The seed of the idea for yesterday's railway adventure was planted some time ago when I realised that I had never been in Glasgow's Queen Street Lower Level station! It germinated when I discovered that Strathclyde Partnership for Transport had a one-day ticket with flexible travel on rail and underground. I could then even discover exactly where Whifflet was, because, despite spending much of my working life in Glasgow, and seeing this destination on the journey boards whenever I was waiting for my own train home, I had never been there.
And the idea flowered on a rainy day in July (so no conscience that I was missing a day in the garden), and a rest day of the Tour de France into the bargain.
I trained up to Glasgow from Lockerbie (of course), and duly purchased my 'Roundabout' ticket. And for the next eight hours I travelled, not with any particular plan, on a variety of trains and lines in the Greater Glasgow area. It turned out to be great fun.
I got the Queen Street Low Level out of the way first of all, travelling out and back to Dumbarton Central. Dumbarton retains fond memories for me as that was there my aunt and uncle stayed - beside a railway line as it happened - and I visited often.
Then it was on to Motherwell, from the interchange at Partick, and from there to Cumbernauld (above), passing on the way that mysterious place called 'Whifflet'!
It was back to Queen Street (the high Level Station this time) and around the line to Anniesland via Maryhill, this being a new route for me. It passes through Gilshochill, one of these names, like Milngavie, designed to confuse those who are not native to the region, being pronounced 'Gilshyhill'. From Anniesland it was back to Glasgow Central Low Level.

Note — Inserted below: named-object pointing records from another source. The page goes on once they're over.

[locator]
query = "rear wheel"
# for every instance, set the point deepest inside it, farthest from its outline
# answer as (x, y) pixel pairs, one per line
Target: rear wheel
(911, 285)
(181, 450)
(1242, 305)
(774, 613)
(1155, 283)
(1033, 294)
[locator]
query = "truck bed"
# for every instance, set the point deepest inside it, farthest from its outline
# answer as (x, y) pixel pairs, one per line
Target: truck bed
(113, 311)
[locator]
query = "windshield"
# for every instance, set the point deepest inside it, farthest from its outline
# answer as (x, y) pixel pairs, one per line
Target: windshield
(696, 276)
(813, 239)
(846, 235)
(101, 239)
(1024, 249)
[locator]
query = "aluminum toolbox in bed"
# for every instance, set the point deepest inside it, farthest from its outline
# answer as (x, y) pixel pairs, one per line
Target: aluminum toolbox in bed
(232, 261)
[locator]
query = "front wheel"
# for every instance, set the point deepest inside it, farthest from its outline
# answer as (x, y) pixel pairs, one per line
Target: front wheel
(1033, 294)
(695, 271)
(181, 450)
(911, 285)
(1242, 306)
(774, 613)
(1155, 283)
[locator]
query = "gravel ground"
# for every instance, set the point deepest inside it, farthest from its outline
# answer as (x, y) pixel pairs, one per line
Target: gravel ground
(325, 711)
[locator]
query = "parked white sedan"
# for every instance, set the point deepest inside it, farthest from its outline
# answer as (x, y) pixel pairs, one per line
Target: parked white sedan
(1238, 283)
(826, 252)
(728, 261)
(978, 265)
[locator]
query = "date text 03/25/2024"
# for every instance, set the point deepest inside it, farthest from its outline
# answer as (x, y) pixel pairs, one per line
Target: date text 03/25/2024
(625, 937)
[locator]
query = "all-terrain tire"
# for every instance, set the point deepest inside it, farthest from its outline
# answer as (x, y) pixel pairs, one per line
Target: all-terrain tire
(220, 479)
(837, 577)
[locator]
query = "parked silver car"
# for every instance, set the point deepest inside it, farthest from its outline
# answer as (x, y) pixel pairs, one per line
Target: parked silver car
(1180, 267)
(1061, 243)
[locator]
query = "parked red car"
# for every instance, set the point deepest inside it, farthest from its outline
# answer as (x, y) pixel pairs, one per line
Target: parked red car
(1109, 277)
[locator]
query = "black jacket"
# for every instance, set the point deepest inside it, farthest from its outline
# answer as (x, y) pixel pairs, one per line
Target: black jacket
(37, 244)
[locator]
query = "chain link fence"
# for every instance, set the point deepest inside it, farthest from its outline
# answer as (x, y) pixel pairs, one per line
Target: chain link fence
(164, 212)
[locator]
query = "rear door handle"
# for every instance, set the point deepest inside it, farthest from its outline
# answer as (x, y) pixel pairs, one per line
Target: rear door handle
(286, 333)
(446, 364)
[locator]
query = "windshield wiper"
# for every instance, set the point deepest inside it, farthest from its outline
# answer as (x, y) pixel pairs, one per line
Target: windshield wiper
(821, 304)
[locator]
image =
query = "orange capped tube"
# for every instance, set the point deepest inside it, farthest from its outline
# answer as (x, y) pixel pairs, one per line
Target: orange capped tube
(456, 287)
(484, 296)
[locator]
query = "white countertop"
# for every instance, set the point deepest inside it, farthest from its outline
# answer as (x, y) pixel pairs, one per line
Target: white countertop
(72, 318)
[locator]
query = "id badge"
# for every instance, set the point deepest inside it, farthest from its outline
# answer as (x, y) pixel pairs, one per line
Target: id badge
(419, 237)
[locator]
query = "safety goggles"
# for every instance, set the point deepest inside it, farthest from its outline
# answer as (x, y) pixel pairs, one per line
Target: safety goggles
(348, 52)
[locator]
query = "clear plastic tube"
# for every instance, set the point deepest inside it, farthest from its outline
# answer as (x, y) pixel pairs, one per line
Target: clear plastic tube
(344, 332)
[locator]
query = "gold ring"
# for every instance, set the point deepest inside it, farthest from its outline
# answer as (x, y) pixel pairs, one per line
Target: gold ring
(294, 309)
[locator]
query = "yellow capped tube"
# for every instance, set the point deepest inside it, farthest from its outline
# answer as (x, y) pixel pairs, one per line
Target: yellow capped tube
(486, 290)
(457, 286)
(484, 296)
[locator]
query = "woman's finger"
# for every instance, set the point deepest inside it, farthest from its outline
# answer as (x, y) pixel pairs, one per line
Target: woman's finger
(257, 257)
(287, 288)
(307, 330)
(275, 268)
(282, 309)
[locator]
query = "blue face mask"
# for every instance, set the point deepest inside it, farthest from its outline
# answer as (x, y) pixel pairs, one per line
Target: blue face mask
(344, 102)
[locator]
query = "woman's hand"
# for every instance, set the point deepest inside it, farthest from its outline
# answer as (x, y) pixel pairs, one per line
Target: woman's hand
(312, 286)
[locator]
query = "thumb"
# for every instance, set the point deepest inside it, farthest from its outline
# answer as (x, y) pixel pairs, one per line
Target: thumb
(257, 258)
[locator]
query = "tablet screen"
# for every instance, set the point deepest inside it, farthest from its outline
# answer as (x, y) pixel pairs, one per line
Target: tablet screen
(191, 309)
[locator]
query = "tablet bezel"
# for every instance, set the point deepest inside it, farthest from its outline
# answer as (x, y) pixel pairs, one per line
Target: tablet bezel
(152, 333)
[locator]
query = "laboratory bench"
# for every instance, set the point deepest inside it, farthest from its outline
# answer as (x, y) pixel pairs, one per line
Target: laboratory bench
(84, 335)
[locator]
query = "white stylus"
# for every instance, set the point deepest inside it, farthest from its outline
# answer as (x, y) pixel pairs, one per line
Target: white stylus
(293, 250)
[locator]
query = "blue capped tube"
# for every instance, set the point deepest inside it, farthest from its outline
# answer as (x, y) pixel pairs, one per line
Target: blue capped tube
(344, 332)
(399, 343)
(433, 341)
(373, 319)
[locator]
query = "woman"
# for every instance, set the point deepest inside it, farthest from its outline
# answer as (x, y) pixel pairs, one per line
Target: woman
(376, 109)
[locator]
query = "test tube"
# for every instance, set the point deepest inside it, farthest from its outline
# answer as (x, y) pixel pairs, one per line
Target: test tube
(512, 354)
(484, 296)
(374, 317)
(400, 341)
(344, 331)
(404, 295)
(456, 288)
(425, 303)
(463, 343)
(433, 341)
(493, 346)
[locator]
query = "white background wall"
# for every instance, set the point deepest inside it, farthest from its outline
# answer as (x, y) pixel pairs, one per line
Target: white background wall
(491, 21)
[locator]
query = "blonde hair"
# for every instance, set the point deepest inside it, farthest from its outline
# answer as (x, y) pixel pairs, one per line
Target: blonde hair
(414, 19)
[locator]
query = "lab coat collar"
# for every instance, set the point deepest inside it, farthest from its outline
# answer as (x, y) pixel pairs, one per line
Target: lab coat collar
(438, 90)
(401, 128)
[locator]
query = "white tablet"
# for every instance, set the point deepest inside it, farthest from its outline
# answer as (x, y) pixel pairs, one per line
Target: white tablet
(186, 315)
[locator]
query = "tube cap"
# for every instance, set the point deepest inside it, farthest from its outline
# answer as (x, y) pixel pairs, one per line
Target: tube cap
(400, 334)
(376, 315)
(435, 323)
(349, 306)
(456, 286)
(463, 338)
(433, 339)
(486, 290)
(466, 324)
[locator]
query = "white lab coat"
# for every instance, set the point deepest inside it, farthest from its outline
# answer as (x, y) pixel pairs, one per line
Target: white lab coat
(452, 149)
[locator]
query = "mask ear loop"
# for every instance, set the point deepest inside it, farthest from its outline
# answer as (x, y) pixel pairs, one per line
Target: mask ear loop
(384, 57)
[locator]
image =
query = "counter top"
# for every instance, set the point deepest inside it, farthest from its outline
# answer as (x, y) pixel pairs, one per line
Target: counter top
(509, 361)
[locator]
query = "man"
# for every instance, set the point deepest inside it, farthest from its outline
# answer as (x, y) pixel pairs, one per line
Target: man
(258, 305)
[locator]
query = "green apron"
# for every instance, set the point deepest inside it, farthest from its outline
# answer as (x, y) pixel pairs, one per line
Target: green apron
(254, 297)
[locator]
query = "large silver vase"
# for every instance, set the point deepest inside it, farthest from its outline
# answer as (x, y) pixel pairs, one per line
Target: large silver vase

Another line that I have often wondered exactly where it went finishes goes out to Newton. I now know! I returned to Mount Florida in torrential rain, and old stamping grounds on the Cathcart Circle (above).
Now, you really have to be a railway enthusiast (make that 'nerd') if you can answer correctly the question, "Which is the odd one out of Pollokshields East, Pollokshields West, Pollokshaws East and Pollokshaws West?" The answer is of course the last, which is the only one of the four NOT on the Cathcart Circle.
In my schooldays, just as the Cathcart Circle was being electified, friends and I used to leave school and run to Pollokshields East, rather than a nearer station, to get the train all the way round the Circle into Central Station!
And I once made the mistake of arranging to meet a friend at Pollokshields West Station. She failed to show, and I found out later she had been waiting at Pollokshaws East. In the days before mobile phones of course! Short romance that was. But I digress.
The new platforms in the main Central Station (above) are now in operation, where once there used to be car parking. My last ride of the day was along the Paisley Canal line, where my railway travel all began, that line serving Mosspark West (at it once was called, it's now just Mosspark) near where I was brought up.
It was home to Lockerbie after all that. A great day's adventure. How much did it all cost? Well, the Roundabout Ticket was just £5.25. Magic!